Duty of care with regard to advice involves the performance of duties to a reasonable standard of care. 'Reasonable' generally means a standard of care expected of a reasonably prudent public servant administering welfare legislation consistent with sound administrative practices.
Explanation: See Shaddock v Parramatta City Council.
Advice can be given either orally or in writing. The consequences of incorrect advice are the same whether the advice is given orally or in writing, so the same degree of care MUST be taken. Care MUST be taken to ensure that oral advice is expressed clearly enough for the person to understand, taking into account any obvious educational and language barriers.

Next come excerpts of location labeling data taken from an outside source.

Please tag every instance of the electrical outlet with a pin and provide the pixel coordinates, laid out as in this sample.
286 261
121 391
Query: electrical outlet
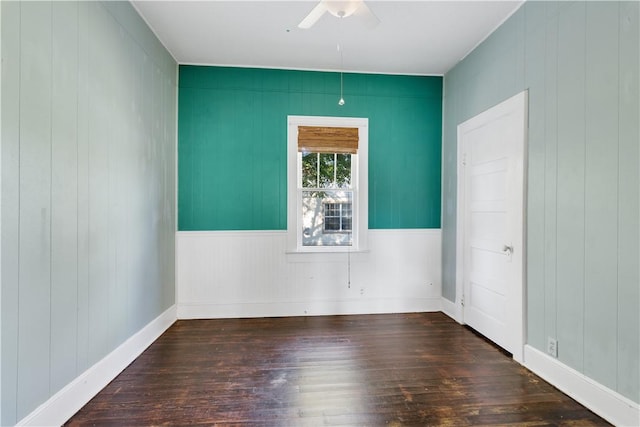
552 347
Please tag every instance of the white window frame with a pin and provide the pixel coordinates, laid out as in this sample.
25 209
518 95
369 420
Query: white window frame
360 176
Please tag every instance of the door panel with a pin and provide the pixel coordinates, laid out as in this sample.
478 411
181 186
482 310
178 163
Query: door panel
491 183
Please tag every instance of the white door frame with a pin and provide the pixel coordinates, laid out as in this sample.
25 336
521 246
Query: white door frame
518 255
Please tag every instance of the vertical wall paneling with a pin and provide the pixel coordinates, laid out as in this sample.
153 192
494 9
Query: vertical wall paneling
581 69
628 315
82 101
99 236
601 193
570 191
64 185
10 205
88 191
550 109
535 47
35 206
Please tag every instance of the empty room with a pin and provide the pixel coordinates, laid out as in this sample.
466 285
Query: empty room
320 212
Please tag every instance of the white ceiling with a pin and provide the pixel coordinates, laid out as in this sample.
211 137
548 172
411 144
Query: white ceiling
413 37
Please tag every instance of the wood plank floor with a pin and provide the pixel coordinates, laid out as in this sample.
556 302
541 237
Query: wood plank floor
363 370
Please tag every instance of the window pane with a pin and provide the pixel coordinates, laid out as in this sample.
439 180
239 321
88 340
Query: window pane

Departmental officers are often asked to provide information about other government departments or agencies.
Example: Information may be about taxation or concession matters.
It is important to make the customer aware that the inquiry is outside the expertise of this Department and that although the Department will offer whatever assistance is possible, the customer should make inquiries with the appropriate department or agency to obtain authoritative advice or action.
Example: Assistance offered by the department may include brochures or a social worker referral.
The question of whether negligence occurred depends on the particular facts of each case. Duty of care is not breached simply because advice is wrong. The duty is only to exercise reasonable care when giving advice. As a rule carelessness WILL constitute a breach of duty of care.
Example: There is no negligence if a staff member accepts a NSA claim from a customer who is single with a child. There is no legal obligation to advise that PP may be a better entitlement unless the person queries their correct entitlement. There is no carelessness if a person presents a claim form and it is correctly processed.
Examples: The following claims may be successful under Regulation 9 of the FMAA on the basis of negligent advice:
A person will usually NOT be able to establish that they have suffered economic loss because of negligent advice if the person has acted on general inquiries made.